Yes I have but I came to the conclusion that for me it’s not worth investing the time. There’s so many skills you need from picking the right music, to marketing the label, distribution and so on. If you want to do it right and have a steady output it’s a full-time job and with my studies and part-time work I already have enough.
Last Night is a great track, has anyone shown any interest in it? How did that track come about?
Thanks, appreciate it! Not yet, but I got some good feedback by DJs and friends. I was looking around to get some vocals done for some of my tracks for a few months – my brother organised a concert and there was the Ryan O’Reilly Band playing. I really liked what they did, especially Ryan’s voice and his songwriting. So I sent him an email along with the track and he agreed to do it. The vocals were already well placed, so I only had to chop it up a bit and put some decent editing on it.
Do you think that there are too many people making music and flooding labels with their demos?
I think it’s a good thing that more people have access to create music by their own. Now you basically have your whole studio environment in a laptop and you can go for it. Because almost everybody can set up a digital record label and release tracks on it, there’s no filtering function anymore by record labels like it was before the digital age. So yes, there’s definitely a big flood of releases coming out every day. As a result it’s very tough to get recognized and get people to listen to your demos. And on top of that since nowadays everybody wants to be a DJ, I think a lot of people who wouldn’t necessarily be a producer are now doing it only to be part of the game and land more gigs. But I think that would be a whole other discussion.
Any advice for other new producers who are trying to get their music signed?
Take your time! Of course getting a track signed is exciting, but you should also be able to listen to it a few years later and still like it. Also buy decent monitors and get comfortable with them.
Which label would you like to have a track released on?
So many… Tsuba, Freerange, One, Culprit, No.19, Hot Creations, Desolat.

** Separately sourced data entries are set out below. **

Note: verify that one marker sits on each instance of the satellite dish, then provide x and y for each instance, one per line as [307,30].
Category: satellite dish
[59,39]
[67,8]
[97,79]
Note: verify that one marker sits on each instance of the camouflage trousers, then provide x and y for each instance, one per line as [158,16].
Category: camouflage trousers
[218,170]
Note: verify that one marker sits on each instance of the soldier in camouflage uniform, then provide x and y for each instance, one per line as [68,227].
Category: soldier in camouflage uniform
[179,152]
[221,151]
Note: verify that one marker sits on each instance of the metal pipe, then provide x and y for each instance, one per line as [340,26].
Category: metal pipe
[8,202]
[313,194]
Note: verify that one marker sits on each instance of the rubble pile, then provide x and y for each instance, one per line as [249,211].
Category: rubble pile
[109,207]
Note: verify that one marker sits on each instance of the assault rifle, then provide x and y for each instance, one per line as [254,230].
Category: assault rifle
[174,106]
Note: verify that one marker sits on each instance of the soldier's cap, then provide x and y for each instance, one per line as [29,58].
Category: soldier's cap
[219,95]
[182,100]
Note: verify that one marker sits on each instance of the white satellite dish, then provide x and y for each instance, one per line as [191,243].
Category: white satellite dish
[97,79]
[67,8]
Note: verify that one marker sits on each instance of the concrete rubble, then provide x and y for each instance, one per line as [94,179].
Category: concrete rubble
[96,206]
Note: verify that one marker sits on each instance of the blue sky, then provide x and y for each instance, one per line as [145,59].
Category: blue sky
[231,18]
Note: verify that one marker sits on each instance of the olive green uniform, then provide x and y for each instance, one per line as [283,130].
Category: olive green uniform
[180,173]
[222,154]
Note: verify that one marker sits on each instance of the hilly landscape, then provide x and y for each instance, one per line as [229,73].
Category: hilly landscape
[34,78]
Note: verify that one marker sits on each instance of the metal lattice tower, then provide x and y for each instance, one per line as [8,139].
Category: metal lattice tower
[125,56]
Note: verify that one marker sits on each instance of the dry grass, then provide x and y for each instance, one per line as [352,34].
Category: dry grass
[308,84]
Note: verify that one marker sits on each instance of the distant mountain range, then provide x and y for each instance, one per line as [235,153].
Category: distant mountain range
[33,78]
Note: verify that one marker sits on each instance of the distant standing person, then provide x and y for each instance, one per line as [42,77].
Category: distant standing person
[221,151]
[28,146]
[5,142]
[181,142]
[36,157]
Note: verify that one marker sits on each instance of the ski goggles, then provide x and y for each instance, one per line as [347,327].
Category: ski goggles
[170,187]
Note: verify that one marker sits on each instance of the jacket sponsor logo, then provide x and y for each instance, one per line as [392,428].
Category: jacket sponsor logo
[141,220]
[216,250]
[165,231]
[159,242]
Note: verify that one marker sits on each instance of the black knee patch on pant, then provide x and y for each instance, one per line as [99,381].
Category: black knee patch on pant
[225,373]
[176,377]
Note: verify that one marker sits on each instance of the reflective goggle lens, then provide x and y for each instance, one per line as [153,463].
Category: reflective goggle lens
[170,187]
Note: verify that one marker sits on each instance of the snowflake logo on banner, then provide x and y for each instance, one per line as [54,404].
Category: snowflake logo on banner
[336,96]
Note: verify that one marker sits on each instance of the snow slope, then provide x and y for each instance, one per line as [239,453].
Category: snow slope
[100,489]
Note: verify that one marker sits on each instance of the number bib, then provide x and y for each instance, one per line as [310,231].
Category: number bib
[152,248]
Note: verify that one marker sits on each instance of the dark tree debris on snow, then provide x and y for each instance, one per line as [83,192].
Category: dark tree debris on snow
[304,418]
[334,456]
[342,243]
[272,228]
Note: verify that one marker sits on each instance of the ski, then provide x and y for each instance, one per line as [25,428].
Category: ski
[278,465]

Where do you want to be in six months?
Definitely I want to get my first track signed, preferably on a good label [laughs]. I don’t kid myself, it will always stay a fulfilling hobby for me. So maybe play more gigs in the rest of Switzerland, try to make some good tracks. I also run a monthly party called “All And None” at the club Perron1 in Brig with my buddies HighLive and Tryal. We are trying to bring some good house and techno vibes to our hometown. Up to now we have booked a lot of cool artists we dig like Kellerkind, Animal Trainer, Andri, Ezikiel, Benja, Reto Ardour, Adrian Martin and we also take a lot of care on our designs, flyers and so on. You can check it out here www.facebook.com/allandnoneforever
Which Swiss artists/DJs are you listening to at the moment?
Deetron, Andrea Oliva, Kellerkind, Animal Trainer, Adriatique, Round Table Knights, Andri, Benja & Reto Ardour, Mirko Loko, Ezikiel only to name a few.
Name your three favorite Swiss record labels?
Hive Audio, Drumpoet Community and Cityfox, actually all based in Zurich.
Which clubs/parties would you recommend to someone who’s visiting for the first time?
I can only speak for the German-speaking part of Switzerland. Zurich is really the party capital of Switzerland. You’ll find all kinds of different environments from cosy little bars in the Niederdorf, expensive clubs more in the city centre, to the underground clubs. My favorite club is the Hive club, there’s always broad range of electronic music with well-known international acts as well as Swiss acts. Also, make sure to check out the many small and dedicated clubs like Zukunft, Cabaret, Friedas Büxe. Lately there are a lot of openings and closings of clubs due to city planning and the resulting gentrification. Sadly I couldn’t experience the legendary Dachkantine myself and I only had the chance to go to Rohstofflager a few times. And it seems that a lot of cool clubs have to shut their doors in the near future. It’s interesting to see how this will develop.